The PRA has written to the Chancellor urging him to not just freeze, but cut fuel duty by 5ppl in the Autumn Budget on November 22.
Since the beginning of October, the Platts wholesale cost of petrol has risen by more than 6ppl. This has resulted from the price of Brent Crude oil recovering to more than $60 per barrel, while at the same time sterling has weakened against US dollar.
Over the same period Experian Catalist research shows average pump prices across the UK have dropped by 1ppl indicating that there is as much as 7ppl gap that needs to be bridged between now and Christmas.

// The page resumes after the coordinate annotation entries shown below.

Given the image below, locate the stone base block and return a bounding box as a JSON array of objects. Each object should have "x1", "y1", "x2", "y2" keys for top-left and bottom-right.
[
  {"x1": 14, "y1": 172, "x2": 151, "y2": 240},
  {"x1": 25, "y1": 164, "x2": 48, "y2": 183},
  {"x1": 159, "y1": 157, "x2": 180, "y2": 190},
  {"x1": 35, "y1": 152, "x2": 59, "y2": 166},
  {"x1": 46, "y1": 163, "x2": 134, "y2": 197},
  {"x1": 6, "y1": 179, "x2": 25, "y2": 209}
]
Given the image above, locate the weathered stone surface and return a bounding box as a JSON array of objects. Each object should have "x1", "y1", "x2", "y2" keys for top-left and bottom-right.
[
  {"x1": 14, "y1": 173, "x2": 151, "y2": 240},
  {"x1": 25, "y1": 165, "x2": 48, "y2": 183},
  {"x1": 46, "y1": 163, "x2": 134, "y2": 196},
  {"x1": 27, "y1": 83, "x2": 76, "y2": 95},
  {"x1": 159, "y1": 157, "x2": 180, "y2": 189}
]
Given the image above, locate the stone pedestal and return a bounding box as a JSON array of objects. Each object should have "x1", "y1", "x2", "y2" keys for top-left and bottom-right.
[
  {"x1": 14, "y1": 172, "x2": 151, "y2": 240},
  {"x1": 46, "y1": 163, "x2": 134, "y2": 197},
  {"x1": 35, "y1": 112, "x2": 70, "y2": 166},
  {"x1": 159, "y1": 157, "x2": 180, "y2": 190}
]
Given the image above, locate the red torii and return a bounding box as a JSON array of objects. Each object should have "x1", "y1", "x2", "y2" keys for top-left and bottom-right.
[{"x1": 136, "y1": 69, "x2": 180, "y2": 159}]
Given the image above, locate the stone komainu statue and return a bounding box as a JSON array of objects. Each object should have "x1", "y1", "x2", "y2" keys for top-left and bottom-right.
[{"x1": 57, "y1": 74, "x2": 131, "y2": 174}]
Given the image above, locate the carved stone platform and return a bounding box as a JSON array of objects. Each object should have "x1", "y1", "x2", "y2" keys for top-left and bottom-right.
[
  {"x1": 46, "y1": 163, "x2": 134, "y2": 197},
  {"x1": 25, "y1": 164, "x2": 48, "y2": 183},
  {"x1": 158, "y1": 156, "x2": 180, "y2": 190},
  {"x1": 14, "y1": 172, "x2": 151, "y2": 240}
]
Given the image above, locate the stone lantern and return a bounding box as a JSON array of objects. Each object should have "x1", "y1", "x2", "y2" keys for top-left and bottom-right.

PRA chairman Brian Madderson commented: “Following yesterday’s interest rate increase by the Bank of England, consumers will now be caught with higher living costs which can only mean a reduction in household expenditure. This spells real trouble for the economy going forward.”
The PRA points out in the letter that the Treasury has a financial model, launched in 2014, that concludes fuel duty cuts ultimately increase tax revenue by stimulating other parts of the economy. At a recent meeting between PRA and senior officials of the Treasury and Revenue & Customs, their model was confirmed as still being valid.
“The 5ppl duty cut would be a bold but vitally important concession by the Chancellor if he has any desires to see the UK economy hold fast as we head into 2018, particularly against the backdrop of uncertain Brexit negotiations. This is a must do action,” concluded Madderson.